I started out too fast, I ran the first mile in 11:11. I felt good, but in hindsight, I should have not used so much of my legs knowing the bike leg was full of hills. The trail was full of mud and exposed roots; the mud made my shoes slick and I ALMOST FELL…Almost. However, I PR’d my 5k time (sub 36 minutes).
|What am I looking at?|
T-1 (transition from run to bike)-I felt clumsy and actually forgot everything in the order I had practiced. "Do I kick off my running shoes first? No, it's the helmet. Oh forget, just get your stuff on."

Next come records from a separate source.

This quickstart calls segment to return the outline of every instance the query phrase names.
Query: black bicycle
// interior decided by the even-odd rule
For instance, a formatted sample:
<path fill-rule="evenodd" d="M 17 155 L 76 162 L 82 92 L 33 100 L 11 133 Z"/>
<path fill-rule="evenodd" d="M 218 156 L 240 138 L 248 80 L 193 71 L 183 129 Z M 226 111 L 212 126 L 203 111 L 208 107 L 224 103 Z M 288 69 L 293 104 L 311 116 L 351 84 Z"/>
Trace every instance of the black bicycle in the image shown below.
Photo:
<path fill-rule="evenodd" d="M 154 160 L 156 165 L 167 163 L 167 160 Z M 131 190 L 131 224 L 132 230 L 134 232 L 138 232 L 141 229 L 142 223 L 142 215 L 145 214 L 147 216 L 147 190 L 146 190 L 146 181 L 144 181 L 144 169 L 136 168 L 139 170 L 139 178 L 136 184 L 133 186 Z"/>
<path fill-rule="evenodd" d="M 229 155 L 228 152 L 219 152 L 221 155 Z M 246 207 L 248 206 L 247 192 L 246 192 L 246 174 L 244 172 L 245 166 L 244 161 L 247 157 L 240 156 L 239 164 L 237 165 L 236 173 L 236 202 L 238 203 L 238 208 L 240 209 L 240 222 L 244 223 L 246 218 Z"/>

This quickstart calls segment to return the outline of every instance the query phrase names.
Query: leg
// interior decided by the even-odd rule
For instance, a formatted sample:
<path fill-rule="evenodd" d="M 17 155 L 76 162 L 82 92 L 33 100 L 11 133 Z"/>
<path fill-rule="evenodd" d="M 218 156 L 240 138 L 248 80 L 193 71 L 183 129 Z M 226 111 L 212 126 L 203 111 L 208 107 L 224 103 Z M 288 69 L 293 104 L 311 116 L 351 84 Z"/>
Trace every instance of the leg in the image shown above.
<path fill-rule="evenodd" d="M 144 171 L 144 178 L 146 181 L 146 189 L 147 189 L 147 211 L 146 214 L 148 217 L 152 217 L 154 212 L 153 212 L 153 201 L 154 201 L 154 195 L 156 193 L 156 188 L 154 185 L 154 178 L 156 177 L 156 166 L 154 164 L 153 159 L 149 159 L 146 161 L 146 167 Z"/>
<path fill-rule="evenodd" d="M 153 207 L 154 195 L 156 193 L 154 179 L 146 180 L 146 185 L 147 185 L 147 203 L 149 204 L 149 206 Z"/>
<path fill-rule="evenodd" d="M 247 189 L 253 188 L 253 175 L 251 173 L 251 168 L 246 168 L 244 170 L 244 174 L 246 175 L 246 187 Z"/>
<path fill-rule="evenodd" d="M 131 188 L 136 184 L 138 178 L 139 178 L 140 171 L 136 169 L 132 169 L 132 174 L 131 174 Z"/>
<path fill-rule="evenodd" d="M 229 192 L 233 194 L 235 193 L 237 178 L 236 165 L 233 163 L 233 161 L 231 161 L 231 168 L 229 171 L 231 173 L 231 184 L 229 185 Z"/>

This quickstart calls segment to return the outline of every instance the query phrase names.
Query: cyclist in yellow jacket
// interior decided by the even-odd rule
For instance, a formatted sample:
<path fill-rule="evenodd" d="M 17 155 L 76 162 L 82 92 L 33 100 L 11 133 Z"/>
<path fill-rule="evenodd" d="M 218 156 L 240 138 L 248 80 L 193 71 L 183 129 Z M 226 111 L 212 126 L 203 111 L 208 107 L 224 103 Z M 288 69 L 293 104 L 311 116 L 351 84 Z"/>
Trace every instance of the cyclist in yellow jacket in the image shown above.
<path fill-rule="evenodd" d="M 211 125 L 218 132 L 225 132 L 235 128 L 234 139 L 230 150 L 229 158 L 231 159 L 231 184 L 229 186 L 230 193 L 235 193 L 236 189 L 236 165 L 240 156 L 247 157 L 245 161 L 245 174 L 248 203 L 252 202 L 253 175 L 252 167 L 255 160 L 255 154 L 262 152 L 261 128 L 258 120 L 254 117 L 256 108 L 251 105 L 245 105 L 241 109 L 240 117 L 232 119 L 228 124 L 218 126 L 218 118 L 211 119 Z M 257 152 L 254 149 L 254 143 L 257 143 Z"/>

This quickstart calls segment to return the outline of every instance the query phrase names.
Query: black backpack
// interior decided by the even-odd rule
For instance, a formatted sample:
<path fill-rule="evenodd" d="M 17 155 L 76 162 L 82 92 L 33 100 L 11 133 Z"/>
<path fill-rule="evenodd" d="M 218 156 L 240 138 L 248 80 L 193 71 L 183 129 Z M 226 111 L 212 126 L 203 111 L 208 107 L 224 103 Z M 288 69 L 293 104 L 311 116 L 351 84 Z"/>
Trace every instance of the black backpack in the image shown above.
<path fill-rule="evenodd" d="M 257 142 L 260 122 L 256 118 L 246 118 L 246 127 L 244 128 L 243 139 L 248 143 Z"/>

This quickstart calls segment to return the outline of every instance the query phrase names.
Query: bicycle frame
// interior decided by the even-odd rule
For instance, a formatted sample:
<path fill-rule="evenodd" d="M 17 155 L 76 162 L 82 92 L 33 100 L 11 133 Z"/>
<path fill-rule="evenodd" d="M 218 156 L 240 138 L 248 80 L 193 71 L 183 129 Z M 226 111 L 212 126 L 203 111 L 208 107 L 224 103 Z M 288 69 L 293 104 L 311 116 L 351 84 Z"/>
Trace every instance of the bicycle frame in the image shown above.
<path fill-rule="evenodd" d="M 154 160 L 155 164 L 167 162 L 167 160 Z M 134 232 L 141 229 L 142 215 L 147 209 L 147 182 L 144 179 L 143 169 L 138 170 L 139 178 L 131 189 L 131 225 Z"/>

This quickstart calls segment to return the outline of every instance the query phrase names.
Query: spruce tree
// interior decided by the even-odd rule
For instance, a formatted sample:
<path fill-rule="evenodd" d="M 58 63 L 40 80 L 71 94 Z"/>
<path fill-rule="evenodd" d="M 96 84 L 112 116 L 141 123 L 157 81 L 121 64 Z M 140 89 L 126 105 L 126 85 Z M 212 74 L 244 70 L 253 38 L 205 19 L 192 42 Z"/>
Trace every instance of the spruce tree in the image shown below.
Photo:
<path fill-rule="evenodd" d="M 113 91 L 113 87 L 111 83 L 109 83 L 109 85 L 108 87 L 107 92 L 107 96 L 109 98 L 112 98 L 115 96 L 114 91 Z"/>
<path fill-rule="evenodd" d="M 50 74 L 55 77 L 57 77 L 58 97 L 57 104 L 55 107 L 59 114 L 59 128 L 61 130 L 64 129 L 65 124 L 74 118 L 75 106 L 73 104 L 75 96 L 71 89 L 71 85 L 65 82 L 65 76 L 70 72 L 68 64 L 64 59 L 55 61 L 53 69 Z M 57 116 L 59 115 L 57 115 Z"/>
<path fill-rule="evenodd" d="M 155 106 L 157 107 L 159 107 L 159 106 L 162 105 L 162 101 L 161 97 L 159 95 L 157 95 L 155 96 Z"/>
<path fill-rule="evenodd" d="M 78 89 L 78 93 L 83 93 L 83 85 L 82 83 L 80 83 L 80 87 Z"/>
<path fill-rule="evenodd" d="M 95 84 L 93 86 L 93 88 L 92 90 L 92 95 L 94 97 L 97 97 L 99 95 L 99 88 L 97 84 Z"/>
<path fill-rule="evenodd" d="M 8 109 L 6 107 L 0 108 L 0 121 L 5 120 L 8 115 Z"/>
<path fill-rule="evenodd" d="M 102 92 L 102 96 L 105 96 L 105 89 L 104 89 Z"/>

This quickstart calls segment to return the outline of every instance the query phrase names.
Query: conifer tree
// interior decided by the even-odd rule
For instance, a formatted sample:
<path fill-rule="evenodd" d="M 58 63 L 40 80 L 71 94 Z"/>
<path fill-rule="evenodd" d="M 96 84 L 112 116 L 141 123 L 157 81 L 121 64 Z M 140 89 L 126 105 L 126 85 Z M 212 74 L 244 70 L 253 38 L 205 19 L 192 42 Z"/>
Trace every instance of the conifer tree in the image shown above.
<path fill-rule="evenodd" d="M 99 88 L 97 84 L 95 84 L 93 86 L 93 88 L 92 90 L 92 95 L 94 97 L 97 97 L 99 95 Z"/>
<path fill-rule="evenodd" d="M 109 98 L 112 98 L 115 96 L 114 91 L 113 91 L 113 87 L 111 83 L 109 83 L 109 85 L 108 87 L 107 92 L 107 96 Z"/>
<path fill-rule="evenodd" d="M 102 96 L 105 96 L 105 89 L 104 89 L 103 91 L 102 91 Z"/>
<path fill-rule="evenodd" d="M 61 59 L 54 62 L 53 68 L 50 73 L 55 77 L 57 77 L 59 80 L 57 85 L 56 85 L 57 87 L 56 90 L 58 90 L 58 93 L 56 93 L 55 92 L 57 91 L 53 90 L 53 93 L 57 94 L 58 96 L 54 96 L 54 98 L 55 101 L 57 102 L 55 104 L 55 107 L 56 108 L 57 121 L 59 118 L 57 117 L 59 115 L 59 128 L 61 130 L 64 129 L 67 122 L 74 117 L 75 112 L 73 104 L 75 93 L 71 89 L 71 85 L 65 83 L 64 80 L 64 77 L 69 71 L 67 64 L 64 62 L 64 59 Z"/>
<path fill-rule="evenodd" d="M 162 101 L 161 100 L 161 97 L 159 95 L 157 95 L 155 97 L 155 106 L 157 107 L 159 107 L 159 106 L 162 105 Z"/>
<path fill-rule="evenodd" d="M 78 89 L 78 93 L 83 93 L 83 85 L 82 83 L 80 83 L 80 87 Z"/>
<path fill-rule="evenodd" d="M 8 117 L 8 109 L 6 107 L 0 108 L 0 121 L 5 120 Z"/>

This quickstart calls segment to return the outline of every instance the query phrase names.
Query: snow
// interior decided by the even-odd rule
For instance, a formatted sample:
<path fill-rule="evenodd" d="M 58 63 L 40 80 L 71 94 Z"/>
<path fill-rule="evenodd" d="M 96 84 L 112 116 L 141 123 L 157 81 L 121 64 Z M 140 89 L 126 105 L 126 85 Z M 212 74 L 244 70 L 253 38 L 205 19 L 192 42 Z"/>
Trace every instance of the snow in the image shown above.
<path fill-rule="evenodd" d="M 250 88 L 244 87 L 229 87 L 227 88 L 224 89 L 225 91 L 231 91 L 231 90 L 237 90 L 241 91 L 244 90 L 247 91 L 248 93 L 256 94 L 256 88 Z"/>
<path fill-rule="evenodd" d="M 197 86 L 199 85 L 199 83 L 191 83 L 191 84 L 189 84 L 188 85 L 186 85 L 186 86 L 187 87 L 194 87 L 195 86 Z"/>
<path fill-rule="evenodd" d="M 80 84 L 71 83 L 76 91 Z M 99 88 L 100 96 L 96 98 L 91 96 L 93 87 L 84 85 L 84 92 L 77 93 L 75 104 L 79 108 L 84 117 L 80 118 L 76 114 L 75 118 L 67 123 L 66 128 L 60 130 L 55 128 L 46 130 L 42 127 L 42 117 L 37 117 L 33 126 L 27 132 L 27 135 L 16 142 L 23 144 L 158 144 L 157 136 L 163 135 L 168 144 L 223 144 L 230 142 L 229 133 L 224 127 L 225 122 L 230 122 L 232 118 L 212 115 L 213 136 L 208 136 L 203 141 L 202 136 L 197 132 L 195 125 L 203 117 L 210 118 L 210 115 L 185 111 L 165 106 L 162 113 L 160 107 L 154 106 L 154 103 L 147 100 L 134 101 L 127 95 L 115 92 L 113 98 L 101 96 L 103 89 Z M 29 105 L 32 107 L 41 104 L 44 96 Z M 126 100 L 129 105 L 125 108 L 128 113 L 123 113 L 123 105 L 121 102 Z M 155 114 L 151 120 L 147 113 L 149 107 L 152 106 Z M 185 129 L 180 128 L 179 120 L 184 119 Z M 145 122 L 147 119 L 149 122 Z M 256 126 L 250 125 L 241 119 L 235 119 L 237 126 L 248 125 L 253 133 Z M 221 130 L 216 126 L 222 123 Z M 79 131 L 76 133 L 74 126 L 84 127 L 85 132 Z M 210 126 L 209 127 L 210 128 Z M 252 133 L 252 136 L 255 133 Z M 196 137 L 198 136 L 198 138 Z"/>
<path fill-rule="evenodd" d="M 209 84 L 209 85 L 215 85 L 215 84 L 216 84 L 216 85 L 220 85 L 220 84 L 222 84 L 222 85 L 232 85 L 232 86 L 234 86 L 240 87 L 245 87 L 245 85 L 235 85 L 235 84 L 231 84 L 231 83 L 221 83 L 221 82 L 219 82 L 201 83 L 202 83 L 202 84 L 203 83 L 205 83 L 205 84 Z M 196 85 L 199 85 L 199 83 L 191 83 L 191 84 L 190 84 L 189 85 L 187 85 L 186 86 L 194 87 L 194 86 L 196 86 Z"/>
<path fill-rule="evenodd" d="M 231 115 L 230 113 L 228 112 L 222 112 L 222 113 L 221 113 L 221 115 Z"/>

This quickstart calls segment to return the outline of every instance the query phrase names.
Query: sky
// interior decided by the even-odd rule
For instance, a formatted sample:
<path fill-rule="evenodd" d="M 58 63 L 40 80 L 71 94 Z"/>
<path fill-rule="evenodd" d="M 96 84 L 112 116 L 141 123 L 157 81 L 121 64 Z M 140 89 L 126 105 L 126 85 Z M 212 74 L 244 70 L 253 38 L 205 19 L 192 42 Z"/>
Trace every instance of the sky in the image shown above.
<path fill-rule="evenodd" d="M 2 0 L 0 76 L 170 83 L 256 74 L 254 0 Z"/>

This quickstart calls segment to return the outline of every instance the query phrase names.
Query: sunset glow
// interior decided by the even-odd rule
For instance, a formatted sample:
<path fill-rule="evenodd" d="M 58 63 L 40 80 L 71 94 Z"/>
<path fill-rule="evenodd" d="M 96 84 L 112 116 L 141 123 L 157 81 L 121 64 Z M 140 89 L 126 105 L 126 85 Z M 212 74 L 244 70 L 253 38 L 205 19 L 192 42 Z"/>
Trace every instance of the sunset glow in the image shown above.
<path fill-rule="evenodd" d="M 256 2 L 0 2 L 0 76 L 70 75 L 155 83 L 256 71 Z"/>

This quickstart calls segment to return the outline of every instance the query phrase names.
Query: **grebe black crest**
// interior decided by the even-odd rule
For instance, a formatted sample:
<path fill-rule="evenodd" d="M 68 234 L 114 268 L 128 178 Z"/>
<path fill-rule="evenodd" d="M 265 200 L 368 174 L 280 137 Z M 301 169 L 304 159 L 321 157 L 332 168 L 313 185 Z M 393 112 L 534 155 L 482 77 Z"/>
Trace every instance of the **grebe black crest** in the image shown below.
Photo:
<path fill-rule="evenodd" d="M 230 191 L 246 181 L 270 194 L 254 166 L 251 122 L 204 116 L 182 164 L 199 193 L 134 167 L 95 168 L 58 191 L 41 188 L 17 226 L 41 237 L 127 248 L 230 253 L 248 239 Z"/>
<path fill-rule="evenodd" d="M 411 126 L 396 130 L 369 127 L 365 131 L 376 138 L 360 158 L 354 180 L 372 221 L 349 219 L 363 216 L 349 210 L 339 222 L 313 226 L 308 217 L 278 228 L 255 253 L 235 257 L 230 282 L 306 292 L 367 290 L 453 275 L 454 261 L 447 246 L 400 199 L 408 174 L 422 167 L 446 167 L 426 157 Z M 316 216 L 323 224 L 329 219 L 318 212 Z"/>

My legs were heavy. The grass was wet. My cleats were slippery. I had trouble clipping into my pedals. I slowed. I clipped in. I was off. The first 3 miles felt great, it was basically down hill, and then there were hills. Lot of hills. Big hills. Little hills. Long inclines. Short inclines. I walked one because I had to. No shame. Charley horse. Gulped down my "Osmo" to help with charley horse. I prayed it would go away. Chanted “Just Do You!" (thanks Natalie). As I made my way from Chapel Hill to Anneewakee, I felt strong due to lots of downhill and smaller inclines. Since I live in the area, I knew where I was and this gave me a boost of confidence. I smiled. I peddled strong. I checked my the clock. I really wanted to finish sub 2 hours. As I turned into the park, I felt excited. I saw Tony. I saw Dorian. I smiled. I dismounted my bike.
|I'm ready to ride.|
T-2 (bike to swim)
Now I felt proud of this transition, maybe because taking clothes off was easier. My plan to quickly tuck my locs into the swim cap was flawless. I forgot to take off my race belt, but realized it before I made it into the pool area. Feet first into the pool. I’m tired. I breast stroke (my version, because I don't know how to breast stroke...lol) to the first turn, pause at the wall. I cuss. Charley horse is back. I rub my calf and begin my freestyle. I prayed that Charley would go away. He did. Praise God. Turn 3, I actually felt good. I was tired so I started breathing on one side. I hear Tony Brown telling to take it slow. I tried. I wanted to be done. I really don't remember much else until I finally make it to the last lane. I feel myself smiling and push off the wall. I’m saying to myself, you are a triathlete. You did that. I'm crying in the pool. This last 25 meters, I'm sure I was swimming like...like something...lol
|"Just keep swimming."-Dory|
I felt heavy getting out of the pool. I cross the timing mat to cheers from everyone who came to support me. I’m beyond happy. I cry some more. I see a camera and straighten up for a picture, I have a nice finish photo. I now see new faces…Ay Jay and Clarissa came to support me too?!?!! I am in shock that people I never expected to see felt I was worth their Sunday morning.
I am feeling extremely proud, so blessed, and truly humbled to have so many folks supporting me on my journey; in person and virtually. Natalie Reed, you were in my head the entire time, especially when I thought I was last. I did what you said “Just do you!”
I am looking forward to next season, longer distances, and new victories. I have a lot of work to do in all three sports, but with my determination, support from family and friends, and the experience of my coach I can…and will do it.
Oh, guess what y’all? I am a TRIATHLETE.